Last week, Ukraine’s Security Service (SBU) announced that it shut down a cryptocurrency mining operation that allegedly stole electricity from the grid—and curiously, it was filled with thousands of PlayStation 4 consoles, which aren’t designed to mine crypto. However, a new report suggests that the operation wasn’t actually mining cryptocurrency, but was instead farming valuable in-game currency in EA Sports’ popular FIFA video game.
Energy theft in search of crypto mining profits isn’t unheard of: after all, Malaysian police just crushed 1,069 mining rigs seized from miners convicted of stealing electricity. What made the purported Ukrainian mine so peculiar was that it apparently didn’t rely on powerful, custom-built PC mining rigs that can yield the greatest mining profits. Instead, it used some 3,800 PS4 consoles, which have only a fraction of the crypto mining power compared to today’s top-end PC rigs.
In addition to the SBU’s initial release stating that the PS4s were part of a cryptocurrency mine, a mining expert told Motherboard that the odd choice of hardware could work since the electricity was allegedly free. However, Ukrainian publication Delo.ua now reports that unnamed SBU sources confirmed that the operators weren’t using the PlayStation consoles to mine cryptocurrency, but rather to “farm” items in FIFA 21’s Ultimate Team mode. Essentially, the consoles could be modified in some way to allow bots to automatically play the game, thus generating in-game currency in the process. Those digital coins, or the accounts containing them, could then be sold on the black market.
Although SBU sources reportedly shared this information with Delo.ua, both the SBU and regional electricity provider JSC Vinnytsiaoblenergo would not officially confirm such details with the publication.
The prospect of using PS4 consoles to farm in-game FIFA coins might seem even wilder than using them for cryptocurrency, but FIFA’s Ultimate Team mode is enormously profitable for publisher Electronic Arts.
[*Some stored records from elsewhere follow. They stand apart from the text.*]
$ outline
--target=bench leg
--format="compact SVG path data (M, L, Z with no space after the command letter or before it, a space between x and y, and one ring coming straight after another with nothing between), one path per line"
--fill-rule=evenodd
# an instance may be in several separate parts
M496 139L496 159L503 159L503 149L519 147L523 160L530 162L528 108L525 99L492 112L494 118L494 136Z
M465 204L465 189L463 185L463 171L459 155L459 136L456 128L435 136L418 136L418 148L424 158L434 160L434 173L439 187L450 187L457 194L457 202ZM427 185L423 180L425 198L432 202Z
It lets users create their own fantasy-style lineups using current and former pro soccer players, all by collecting digital trading cards. Those cards can be purchased either with coins earned through gameplay or by spending real money on randomized “loot boxes,” which some have compared to gambling.
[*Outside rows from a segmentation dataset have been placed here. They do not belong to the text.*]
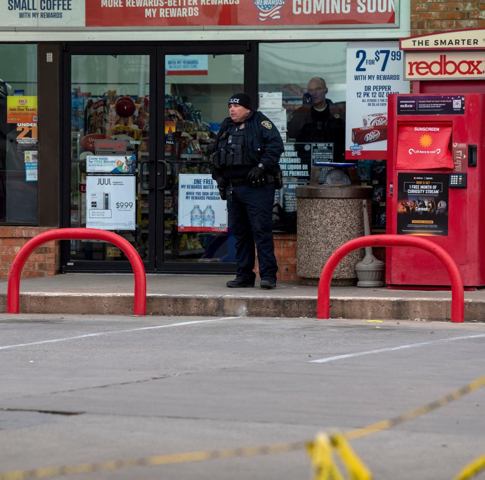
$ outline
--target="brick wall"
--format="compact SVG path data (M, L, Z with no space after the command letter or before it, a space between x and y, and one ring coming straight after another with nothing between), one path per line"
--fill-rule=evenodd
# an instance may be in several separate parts
M278 282L297 281L297 234L296 233L275 233L274 255L278 263L276 279ZM258 257L254 271L258 272Z
M8 278L15 255L31 238L51 230L38 227L0 227L0 278ZM36 248L22 270L22 278L55 275L59 269L59 242L52 241Z
M485 27L485 2L411 0L411 34Z

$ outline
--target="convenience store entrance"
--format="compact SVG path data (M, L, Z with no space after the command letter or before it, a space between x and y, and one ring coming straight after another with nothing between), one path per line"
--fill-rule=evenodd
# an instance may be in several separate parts
M67 45L62 226L115 232L147 272L235 271L225 205L210 191L184 192L211 181L209 150L231 94L256 90L250 47ZM62 255L66 272L131 270L103 242L66 242Z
Earlier this year, Electronic Arts announced that Ultimate Team modes across its EA Sports games generated $1.6 billion in revenue during the 2021 fiscal year that ended in March. That tally includes similar modes in EA Sports’ other franchises as well, including Madden NFL, but EA specified that “a substantial portion” came from FIFA. EA’s take from Ultimate Team modes has grown substantially year over year, according to analyst Daniel Ahmad.
Given how much money is at stake, it’s no surprise that the FIFA Ultimate Team community is racked with fraud. Many websites offer cheap Ultimate Team coin and card bundles, but are actually a front for phishing scams. Earlier this year, an EA employee was accused of selling rare Ultimate Team cards for thousands of dollars in a scandal that fans dubbed “EAGate.” And in 2016, a California man was convicted of wire fraud for defrauding EA for $16 million worth of Ultimate Team coins via the use of PC software that manipulated the game.
EA itself has faced allegations of questionable tactics around its Ultimate Team mode. Earlier this year, the CBC reported on a leaked internal presentation that suggested that EA is pushing players towards the money-making Ultimate Team mode. While it’s possible to play Ultimate Team without spending real money, the best and most valuable cards are incredibly difficult to obtain purely by playing the game that you already spent upwards of $60 to purchase. That’s why it’s such a growing money-maker for EA.
The aforementioned loot boxes are a controversial element in FIFA and many other popular games, and have been banned or restricted in certain countries. In 2019, EA removed FIFA loot boxes from versions of the game sold in Belgium to comply with a legal ruling. Just recently, the publisher allowed players in other parts of the world to preview a loot box’s contents before opening it, in light of continued regulatory pressure.
Loot boxes tease potentially valuable digital items within, but the slot machine-like allure can be addictive and potentially damaging to players. In 2018, Waypoint explored the impact of loot boxes in modern games, and how they are engineered to tempt players into spending until they hit the jackpot—sometimes with severe financial and emotional consequences.
While it’s ultimately unclear what exactly went down in that Ukrainian warehouse filled with buzzing PS4s, the strong possibility that it was a bot farm for a virtual soccer simulator adds yet another layer of intrigue.
Motherboard reached out to EA Sports for comment on the Delo.ua report and methods it has for dealing with potential manipulation of game accounts, and will update this story if we hear back.